Indemnifications The company provided certain indemnities of contingent liabilities of Equilon and Motiva to Shell and Saudi Refining, Inc., in connection with the February 2002 sale of the companys interests in those investments. The company would be required to perform if the indemnified liabilities become actual losses. Were that to occur, the company could be required to make future payments up to $300 million. Through the end of 2006, the company paid approximately $48 million under these indemnities and continues to be obligated for possible additional indemnification payments in the future.
The company has also provided indemnities relating to contingent environmental liabilities related to assets originally contributed by Texaco to the Equilon and Motiva joint ventures and environmental conditions that existed prior to the formation of Equilon and Motiva or that occurred during the period of Texacos ownership interest in the joint ventures. In general, the environmental conditions or events that are subject to these indemnities must have arisen prior to December 2001. Claims relating to Equilon indemnities must be asserted either as early as February 2007 or no later than February 2009, and claims relating to Motiva indemnities must be asserted either as early as February 2007 or no later than February 2012. Under the terms of these indemnities, there is no maximum limit on the amount of potential future payments. The company has not recorded any liabilities for possible claims under these indemnities. The company posts no assets as collateral and has made no payments under the indemnities.

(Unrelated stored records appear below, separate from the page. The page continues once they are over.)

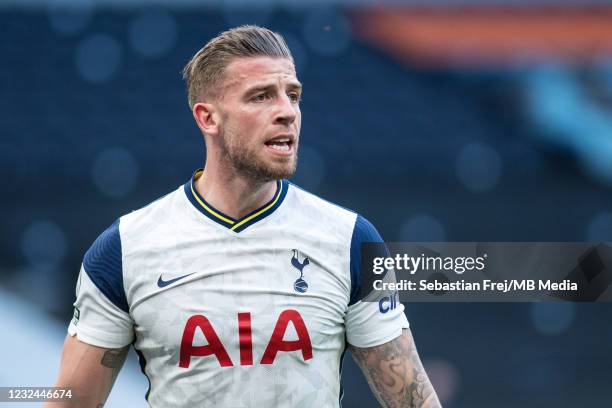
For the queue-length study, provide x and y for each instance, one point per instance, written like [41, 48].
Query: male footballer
[238, 289]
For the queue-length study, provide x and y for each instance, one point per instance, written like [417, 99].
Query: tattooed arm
[89, 371]
[396, 375]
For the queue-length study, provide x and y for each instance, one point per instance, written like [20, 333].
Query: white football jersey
[234, 313]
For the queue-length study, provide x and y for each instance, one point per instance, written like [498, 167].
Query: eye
[294, 97]
[260, 97]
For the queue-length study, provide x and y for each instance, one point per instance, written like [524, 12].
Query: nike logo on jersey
[162, 283]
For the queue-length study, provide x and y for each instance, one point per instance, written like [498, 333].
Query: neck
[233, 194]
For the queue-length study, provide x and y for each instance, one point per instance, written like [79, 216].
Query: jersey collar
[233, 224]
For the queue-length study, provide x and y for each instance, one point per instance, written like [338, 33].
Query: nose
[287, 111]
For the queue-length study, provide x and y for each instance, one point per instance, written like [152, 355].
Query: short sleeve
[370, 324]
[101, 314]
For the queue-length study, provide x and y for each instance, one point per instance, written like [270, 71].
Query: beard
[244, 161]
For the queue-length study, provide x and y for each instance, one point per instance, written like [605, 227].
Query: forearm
[89, 372]
[396, 375]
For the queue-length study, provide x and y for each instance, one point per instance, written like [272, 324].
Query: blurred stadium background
[438, 120]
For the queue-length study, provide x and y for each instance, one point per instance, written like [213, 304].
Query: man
[238, 289]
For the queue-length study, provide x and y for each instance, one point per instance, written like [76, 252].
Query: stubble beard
[244, 162]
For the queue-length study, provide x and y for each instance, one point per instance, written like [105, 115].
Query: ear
[206, 117]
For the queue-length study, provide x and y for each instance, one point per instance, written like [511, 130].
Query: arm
[396, 375]
[89, 371]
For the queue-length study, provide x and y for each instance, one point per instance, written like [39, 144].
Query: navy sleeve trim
[103, 264]
[363, 231]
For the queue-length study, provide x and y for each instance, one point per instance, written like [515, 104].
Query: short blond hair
[208, 65]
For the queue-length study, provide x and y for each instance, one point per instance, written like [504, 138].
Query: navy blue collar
[233, 224]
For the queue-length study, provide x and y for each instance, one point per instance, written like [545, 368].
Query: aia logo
[300, 284]
[245, 340]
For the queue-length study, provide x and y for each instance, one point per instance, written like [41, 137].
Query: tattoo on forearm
[113, 358]
[396, 375]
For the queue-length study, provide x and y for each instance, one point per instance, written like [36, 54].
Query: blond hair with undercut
[203, 72]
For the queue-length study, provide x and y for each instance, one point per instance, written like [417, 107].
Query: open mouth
[281, 144]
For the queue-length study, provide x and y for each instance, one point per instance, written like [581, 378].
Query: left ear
[206, 117]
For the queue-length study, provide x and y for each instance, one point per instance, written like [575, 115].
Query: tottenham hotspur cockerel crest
[300, 284]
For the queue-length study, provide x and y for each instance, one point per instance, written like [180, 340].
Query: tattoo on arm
[396, 375]
[113, 358]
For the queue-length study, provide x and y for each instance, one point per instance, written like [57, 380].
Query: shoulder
[362, 230]
[319, 209]
[153, 213]
[103, 261]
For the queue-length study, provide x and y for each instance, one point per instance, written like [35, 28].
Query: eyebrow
[267, 87]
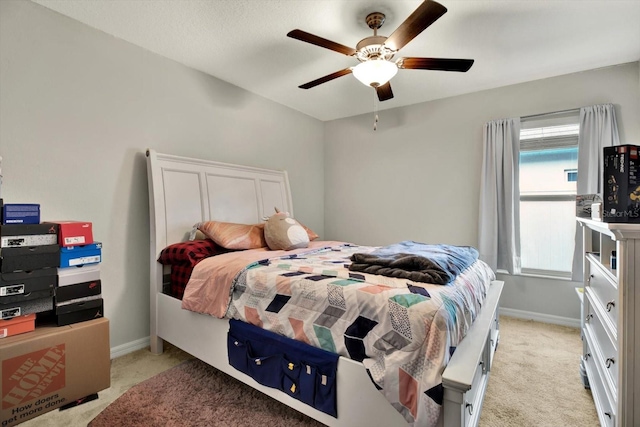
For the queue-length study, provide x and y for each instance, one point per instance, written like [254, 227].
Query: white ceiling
[244, 42]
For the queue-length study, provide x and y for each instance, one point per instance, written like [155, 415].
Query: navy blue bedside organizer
[303, 372]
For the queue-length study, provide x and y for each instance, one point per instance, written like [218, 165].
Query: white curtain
[598, 129]
[499, 227]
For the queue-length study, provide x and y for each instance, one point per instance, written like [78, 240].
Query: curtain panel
[499, 223]
[598, 129]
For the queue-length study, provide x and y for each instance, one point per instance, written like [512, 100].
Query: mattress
[403, 332]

The amounts payable for the indemnities described above are to be net of amounts recovered from insurance carriers and others and net of liabilities recorded by Equilon or Motiva prior to September 30, 2001, for any applicable incident.
In the acquisition of Unocal, the company assumed certain indemnities relating to contingent environmental liabilities associated with assets that were sold in 1997. Under the indemnification agreement, the companys liability is unlimited until April 2022, when the liability expires. The acquirer shares in certain environmental remediation costs up to a maximum obligation of $200 million, which had not been reached as of December 31, 2006.
Securitization The company securitizes certain retail and trade accounts receivable in its downstream business through the use of qualifying Special Purpose Entities (SPEs). At December 31, 2006, approximately $1.2 billion, representing about 7 percent of Chevrons total current accounts and notes receivable balance, were securitized. Chevrons total estimated financial exposure under these securitizations at December 31, 2006, was approximately $80 million. These arrangements have the effect of accelerating Chevrons collection of the securitized amounts. In the event that the SPEs experience major defaults in the collection of receivables, Chevron believes that it would have no loss exposure connected with third-party investments in these securitizations.
Long-Term Unconditional Purchase Obligations and Commitments, Including Throughput and Take-or-Pay Agreements The company and its subsidiaries have certain other contingent liabilities relating to long-term unconditional purchase obligations and commitments, including throughput and take-or-pay agreements, some of which relate to suppliers financing arrangements. The agreements typically provide goods and services, such as pipeline and storage capacity, drilling rigs, utilities, and petroleum products, to be used or sold in the ordinary course of the companys business. The aggregate approximate amounts of required payments under these various commitments are: 2007 $3.2 billion; 2008 $1.7 billion; 2009 $2.1 billion; 2010 $1.9 billion; 2011 $0.9 billion; 2012 and after $4.1 billion. A portion of these commitments may ultimately be shared with project partners. Total payments under the agreements were approximately $3.0 billion in 2006, $2.1 billion in 2005 and $1.6 billion in 2004.